I chimed in saying, oh yes, my dad said that same thing! I should have held my tongue at that point as the three other members of my party looked at me a little strangely. I did not, however, and plunged on ahead, ignoring the “Wait! No! Stop!” look I was getting from my significant other.

I then explained in great detail to Mandy that when I left for college in New York, my dad had a serious sit down discussion with me regarding certain loyalties of young men pertaining to a certain evil empire headed by one Mr. Joe Torre. I launched into a lengthy history of the Red Sox and Yankees and why I could never be dear friends with, never mind date, a Yankees fan.

I sat back, pleased that I had added to the conversation, only to find Mandy slightly stunned and the two others trying to bite back giggles.

“What?” I asked.

“I think she meant a Yankee, like a northerner?’ offered my wonderfully helpful husband.

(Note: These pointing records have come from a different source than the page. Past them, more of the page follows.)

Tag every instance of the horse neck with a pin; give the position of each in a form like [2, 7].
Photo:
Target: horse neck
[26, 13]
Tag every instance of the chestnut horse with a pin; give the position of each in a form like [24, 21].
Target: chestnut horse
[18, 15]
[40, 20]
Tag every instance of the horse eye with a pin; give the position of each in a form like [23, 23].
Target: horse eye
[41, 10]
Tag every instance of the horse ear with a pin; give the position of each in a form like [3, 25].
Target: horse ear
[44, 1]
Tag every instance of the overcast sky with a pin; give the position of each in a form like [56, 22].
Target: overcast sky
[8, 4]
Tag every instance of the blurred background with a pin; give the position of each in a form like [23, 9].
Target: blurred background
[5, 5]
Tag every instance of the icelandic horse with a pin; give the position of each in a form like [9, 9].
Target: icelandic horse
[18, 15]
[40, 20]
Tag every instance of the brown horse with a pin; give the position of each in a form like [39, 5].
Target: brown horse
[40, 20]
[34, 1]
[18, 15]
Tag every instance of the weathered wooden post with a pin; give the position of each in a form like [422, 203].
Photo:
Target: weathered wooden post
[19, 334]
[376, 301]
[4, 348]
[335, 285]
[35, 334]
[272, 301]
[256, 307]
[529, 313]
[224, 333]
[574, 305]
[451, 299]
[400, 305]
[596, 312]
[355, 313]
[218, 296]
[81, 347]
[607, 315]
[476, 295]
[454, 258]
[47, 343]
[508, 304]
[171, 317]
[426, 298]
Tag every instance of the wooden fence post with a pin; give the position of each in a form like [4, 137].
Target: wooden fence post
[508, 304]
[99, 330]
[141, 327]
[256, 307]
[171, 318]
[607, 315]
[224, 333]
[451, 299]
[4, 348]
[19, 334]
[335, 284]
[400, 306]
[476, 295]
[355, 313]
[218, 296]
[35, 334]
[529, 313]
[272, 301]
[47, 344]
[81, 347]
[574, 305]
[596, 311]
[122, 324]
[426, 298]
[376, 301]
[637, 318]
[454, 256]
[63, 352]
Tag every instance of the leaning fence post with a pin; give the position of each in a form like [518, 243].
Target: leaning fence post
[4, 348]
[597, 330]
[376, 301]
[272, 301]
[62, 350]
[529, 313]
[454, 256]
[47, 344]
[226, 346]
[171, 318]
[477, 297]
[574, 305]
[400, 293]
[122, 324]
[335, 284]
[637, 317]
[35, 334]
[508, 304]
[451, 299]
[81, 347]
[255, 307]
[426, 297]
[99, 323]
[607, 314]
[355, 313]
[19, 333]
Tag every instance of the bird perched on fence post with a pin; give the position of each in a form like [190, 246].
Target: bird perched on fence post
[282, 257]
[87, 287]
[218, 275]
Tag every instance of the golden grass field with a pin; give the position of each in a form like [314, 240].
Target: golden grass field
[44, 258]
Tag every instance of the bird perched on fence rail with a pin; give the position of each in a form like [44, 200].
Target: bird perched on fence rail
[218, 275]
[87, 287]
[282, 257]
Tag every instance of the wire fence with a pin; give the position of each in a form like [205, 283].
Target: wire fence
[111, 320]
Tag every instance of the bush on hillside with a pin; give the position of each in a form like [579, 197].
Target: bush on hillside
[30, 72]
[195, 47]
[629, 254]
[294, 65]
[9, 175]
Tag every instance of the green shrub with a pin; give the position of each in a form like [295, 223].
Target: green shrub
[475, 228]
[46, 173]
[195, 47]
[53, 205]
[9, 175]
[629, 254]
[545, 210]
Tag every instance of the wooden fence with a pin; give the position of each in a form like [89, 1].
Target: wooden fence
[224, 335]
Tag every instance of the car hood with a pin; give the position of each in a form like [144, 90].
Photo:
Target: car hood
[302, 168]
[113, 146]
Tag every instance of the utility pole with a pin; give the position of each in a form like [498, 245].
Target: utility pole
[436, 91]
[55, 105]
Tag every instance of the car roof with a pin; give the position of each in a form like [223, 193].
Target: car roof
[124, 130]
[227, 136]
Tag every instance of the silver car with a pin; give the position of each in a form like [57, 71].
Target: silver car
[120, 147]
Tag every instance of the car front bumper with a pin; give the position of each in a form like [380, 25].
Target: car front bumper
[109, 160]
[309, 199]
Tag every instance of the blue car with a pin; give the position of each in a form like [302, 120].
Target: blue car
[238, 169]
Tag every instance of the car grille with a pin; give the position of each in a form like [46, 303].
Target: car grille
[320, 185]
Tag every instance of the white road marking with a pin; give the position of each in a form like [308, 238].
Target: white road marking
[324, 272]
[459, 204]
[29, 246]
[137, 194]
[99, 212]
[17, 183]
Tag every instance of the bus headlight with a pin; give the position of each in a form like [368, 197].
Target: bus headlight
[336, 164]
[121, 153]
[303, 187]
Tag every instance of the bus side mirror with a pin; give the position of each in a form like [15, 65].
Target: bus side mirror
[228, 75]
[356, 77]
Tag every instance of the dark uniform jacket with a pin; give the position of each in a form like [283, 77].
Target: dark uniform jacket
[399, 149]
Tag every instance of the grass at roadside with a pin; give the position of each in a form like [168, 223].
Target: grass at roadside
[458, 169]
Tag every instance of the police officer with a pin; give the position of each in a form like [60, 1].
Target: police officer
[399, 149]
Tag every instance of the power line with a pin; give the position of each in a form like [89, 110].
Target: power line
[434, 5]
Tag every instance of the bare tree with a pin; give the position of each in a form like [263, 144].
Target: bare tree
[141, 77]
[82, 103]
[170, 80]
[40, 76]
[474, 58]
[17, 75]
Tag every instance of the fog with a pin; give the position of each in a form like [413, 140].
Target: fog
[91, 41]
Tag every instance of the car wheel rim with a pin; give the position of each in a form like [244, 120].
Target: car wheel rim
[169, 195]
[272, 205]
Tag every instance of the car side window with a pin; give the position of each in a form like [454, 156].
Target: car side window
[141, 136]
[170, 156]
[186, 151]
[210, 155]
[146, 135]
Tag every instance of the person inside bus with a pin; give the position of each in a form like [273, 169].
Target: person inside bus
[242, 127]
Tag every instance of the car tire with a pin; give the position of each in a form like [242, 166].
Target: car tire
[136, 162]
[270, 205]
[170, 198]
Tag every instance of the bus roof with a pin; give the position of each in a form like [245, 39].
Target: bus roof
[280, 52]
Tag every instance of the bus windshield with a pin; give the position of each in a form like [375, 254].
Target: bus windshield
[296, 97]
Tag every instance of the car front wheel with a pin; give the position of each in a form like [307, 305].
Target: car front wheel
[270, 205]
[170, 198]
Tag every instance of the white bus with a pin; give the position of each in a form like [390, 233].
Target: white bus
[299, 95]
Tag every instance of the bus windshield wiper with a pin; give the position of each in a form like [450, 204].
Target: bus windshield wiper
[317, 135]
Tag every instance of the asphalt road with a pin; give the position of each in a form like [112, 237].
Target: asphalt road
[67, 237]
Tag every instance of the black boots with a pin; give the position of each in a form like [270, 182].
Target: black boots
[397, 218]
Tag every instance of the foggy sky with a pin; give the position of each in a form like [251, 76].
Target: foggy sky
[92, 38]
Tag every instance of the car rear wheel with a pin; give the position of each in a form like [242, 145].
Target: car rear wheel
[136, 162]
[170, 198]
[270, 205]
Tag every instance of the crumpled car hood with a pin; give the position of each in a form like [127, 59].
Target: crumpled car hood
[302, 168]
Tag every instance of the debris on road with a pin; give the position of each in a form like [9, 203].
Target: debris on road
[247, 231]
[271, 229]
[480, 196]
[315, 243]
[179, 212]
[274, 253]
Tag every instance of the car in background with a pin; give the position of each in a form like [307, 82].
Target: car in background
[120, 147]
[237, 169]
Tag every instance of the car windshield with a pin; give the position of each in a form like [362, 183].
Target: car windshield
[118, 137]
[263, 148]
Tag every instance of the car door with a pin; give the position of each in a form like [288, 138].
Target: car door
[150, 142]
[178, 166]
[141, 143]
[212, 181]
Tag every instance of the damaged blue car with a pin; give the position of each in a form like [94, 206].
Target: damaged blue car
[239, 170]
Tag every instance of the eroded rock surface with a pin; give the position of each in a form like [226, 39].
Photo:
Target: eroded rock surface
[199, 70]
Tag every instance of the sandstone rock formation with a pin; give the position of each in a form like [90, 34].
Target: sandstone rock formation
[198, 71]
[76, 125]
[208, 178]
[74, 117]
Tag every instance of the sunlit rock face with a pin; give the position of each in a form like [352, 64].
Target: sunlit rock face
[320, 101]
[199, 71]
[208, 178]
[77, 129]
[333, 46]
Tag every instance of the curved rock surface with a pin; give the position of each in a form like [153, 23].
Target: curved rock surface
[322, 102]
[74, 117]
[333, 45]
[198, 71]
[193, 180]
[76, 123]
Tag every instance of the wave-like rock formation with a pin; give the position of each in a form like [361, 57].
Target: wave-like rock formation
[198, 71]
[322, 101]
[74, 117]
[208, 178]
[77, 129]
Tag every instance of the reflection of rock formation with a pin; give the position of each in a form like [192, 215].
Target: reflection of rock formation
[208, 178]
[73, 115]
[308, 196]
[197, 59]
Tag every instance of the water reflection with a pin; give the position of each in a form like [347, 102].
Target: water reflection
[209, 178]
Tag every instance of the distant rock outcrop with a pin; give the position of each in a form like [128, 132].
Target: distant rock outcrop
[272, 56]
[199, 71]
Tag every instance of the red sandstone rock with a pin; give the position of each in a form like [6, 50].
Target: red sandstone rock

This was, undeniably, neither the first nor last time I managed to insert my not so well manicured, flip-flopped foot into my unlipglossed mouth. For the most part, Atlanta is a city like Boston or London or Tokyo are cities. Each of these places, though have their own culture, their own social handbook. I came into the Big Peach like a northerner, guns blazing and a bit brash. It occurred to me that I should probably take a step back and observe the lay of the land before I ran my mouth.

Four years later, I can’t say that I am any closer to joining the Buckhead Junior League nor has my mouth found a way of staying closed at inopportune moments. I have, however, managed, on occasion, to pick up a little history here and there. I have a long way to go, though and this is the main reason I have decided to join, albeit a little late, the Southern Reading Challenge hosted by Maggie.

I know I’m a bit behind as the challenge started in May but I have Looking for Salvation at the Dairy Queen under my belt and I have The March on my bookshelf so I really only have one more to collect. If anyone has a favorite southern literature novel (no, I will not read anything related to Gone with the Wind, not because I hate it, simply because I’ve probably already read it) let me know.

2 Comments leave one →
  1. Amanda permalink
    June 29, 2009 12:44 pm

    I read The Secret Life of Bees. I can’t remember whether I liked it though.

  2. iwriteinbooks permalink*
    June 30, 2009 2:05 pm

    Oh, that may be my third. I think I’m forgoing The March for the moment and going with The Girl Who Stopped Swimming as my second.